Back from vacation, and about to be thrust into one of the cruelest of realities: SCHOOL.
BLEAGH.
Still...I can take some comfort. I can't wait to meet my teachers and see my classes...and fight again for AP History.
One class I need...I'm even eligible for it...and they DROP IT.
LOSERS.
Yeah....oh, and Pre-Calc doesn't sound all that great, either.
But, in other news, my mom cleaned and completely remodeled my ROOM! WOOO!
I came back, and it felt like being in an episode of extreme room makeovers, or something like that.
It's so...liveable...and AWESOME.
I let my lizard run around in it, but not too long, 'casue he's a little kamikaze with the heater. ^-^
Oh, and Draziel (mah lee-zard) is getting bigger. (And progressively more pimpin'. ^-^) Ironically enough, he won't eat. I guess he's pulling a Ghandi. I just hope he knows if he keeps this up he can kiss his growth spurt goodbye.
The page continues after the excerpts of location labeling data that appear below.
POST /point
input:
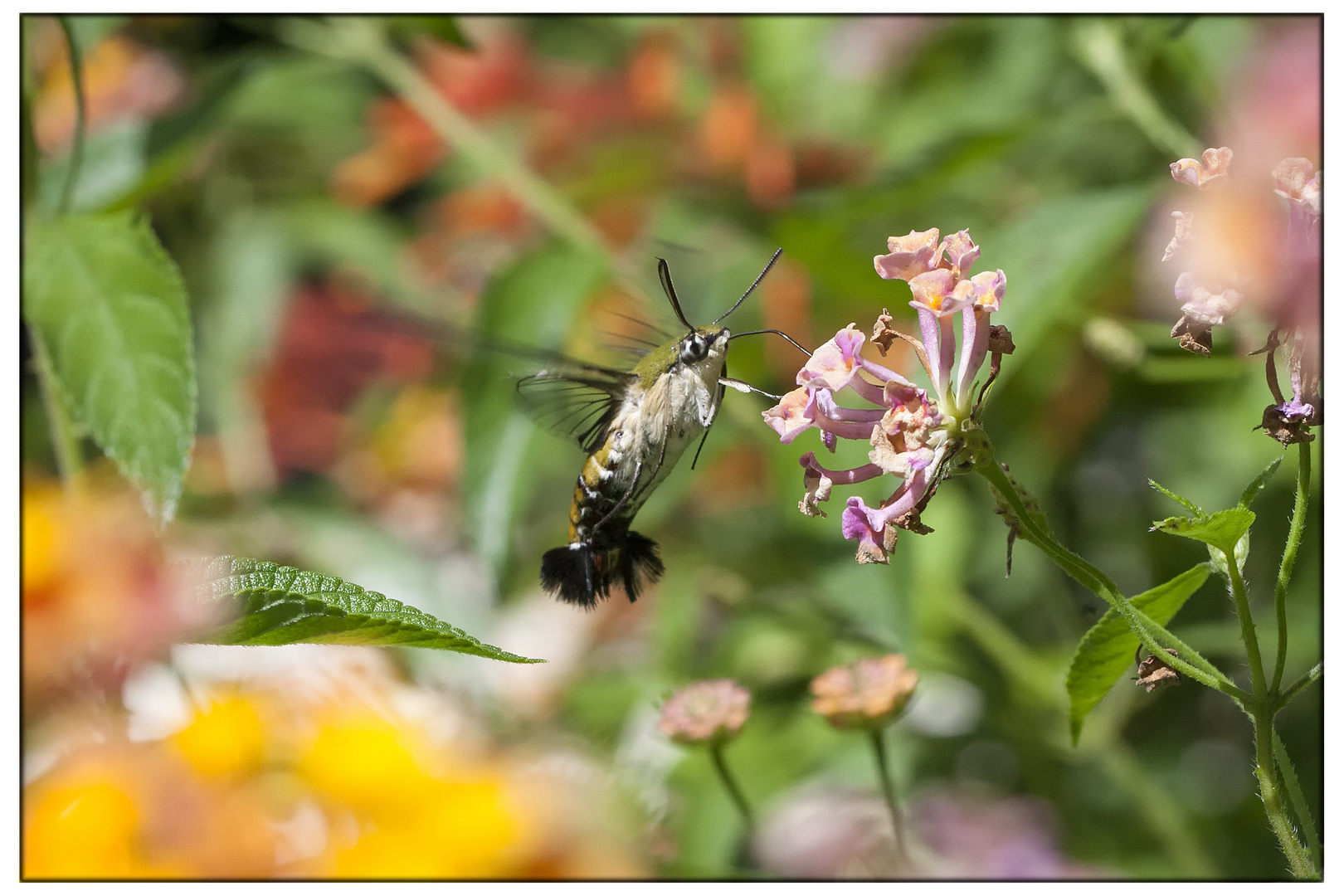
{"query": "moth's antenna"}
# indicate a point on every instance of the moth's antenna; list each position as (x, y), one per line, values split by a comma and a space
(754, 332)
(665, 277)
(773, 260)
Anywho, I should be spouting some new artz to post, and you'll be seeing them soon enough. With the start of the school year, I might be a little delayed, but know that your Almighty Smallest has NOT ABANDONED YOU!
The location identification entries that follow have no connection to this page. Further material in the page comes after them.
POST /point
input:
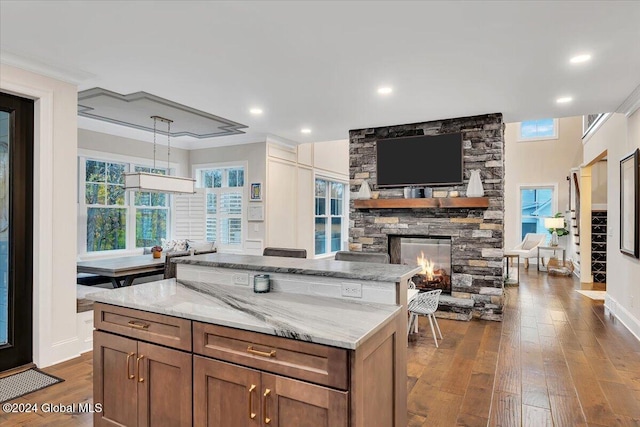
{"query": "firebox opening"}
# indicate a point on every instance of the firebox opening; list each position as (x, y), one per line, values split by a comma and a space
(432, 254)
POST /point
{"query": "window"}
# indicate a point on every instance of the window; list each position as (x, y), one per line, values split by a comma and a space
(116, 220)
(533, 130)
(152, 213)
(330, 220)
(535, 205)
(225, 205)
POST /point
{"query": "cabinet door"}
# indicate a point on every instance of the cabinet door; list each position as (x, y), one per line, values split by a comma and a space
(114, 382)
(292, 403)
(225, 394)
(164, 378)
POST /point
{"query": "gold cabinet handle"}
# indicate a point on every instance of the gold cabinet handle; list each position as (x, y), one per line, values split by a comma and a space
(140, 379)
(266, 394)
(252, 415)
(251, 350)
(129, 374)
(138, 325)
Well, that's about it for now.
Seeya, my lovelies!
Xeru out.









--
I am full of error.
It's like we fell down the rabbit hole, woke up in... I don't know. Stephen King's basement.
mateo says:
fucking whore bitch faggot resurrect me at once you shit
--
I am full of error.
It's like we fell down the rabbit hole, woke up in... I don't know. Stephen King's basement.
mateo says:
fucking whore bitch faggot resurrect me at once you shit
REAL FRIENDS: Is the reason you have no food.
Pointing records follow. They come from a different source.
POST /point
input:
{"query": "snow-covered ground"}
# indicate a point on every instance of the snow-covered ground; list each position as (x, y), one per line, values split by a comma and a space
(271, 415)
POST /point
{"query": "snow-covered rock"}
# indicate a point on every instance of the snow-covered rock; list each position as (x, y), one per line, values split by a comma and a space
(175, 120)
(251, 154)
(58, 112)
FAKE FRIENDS: Call your parents Mr / Mrs
REAL FRIENDS: Call your parents DAD/MOM
FAKE FRIENDS: Never seen you cry
REAL FRIENDS: Cry with you
FAKE FRIENDS: Borrow your stuff for a few days then give it back
REAL FRIENDS: Keep your stuff so long they forget it's yours
FAKE FRIENDS: Know a few things about you
REAL FRIENDS: Could write a book about you with direct quotes from
you
FAKE FRIENDS: Will leave you behind if that is what the crowd is doing
REAL FRIENDS: Will kick the whole crowds butt that left you
FAKE FRIENDS: Would knock on your front door
REAL FRIENDS: Walk right in and say 'I'M HOME!'
FAKE FRIENDS: Are for awhile
REAL FRIENDS: Are for life
FAKE FRIENDS: Will talk bad to the person who talks bad about you.
REAL FRIENDS: Will knock the person out that talked bad about you
FAKE FRIENDS: Would ignore this
REAL FRIENDS: Will send this to all their real friends and hope to
get it back!
If you were killed today, I'm sorry I wouldn't be able to come to
your funeral, because I'd be in jail for killing the person who did
it.
First, I wanted to let you know that I love you to death & think
you are amazing!
Second, if I don't get this back I understand...
I have a game for you. Once you read this letter, you must send it to
14 people that you really care about, including the person that
sent it to you. If you receive at least 7 back then you are
luved!
--
I am full of error.
It's like we fell down the rabbit hole, woke up in... I don't know. Stephen King's basement.
mateo says:
fucking whore bitch faggot resurrect me at once you shit
--
I'll call her. XD
--
Dr Pepper is lord and master. *all hail*
Oh look! ~RAPR One of my many antidrugs! ^^
CLICK--> [link] <--CLICK
--
~
--
If wealth is lost, nothing is lost,
If health is lost, something is lost,
If character is lost, all is lost.
The inferior mind reacts immediately to bright lights, bright colors, and loud noises.
--
Love is a battle you cannot win
If you fall in love...
...you lose
--
If wealth is lost, nothing is lost,
If health is lost, something is lost,
If character is lost, all is lost.
The inferior mind reacts immediately to bright lights, bright colors, and loud noises.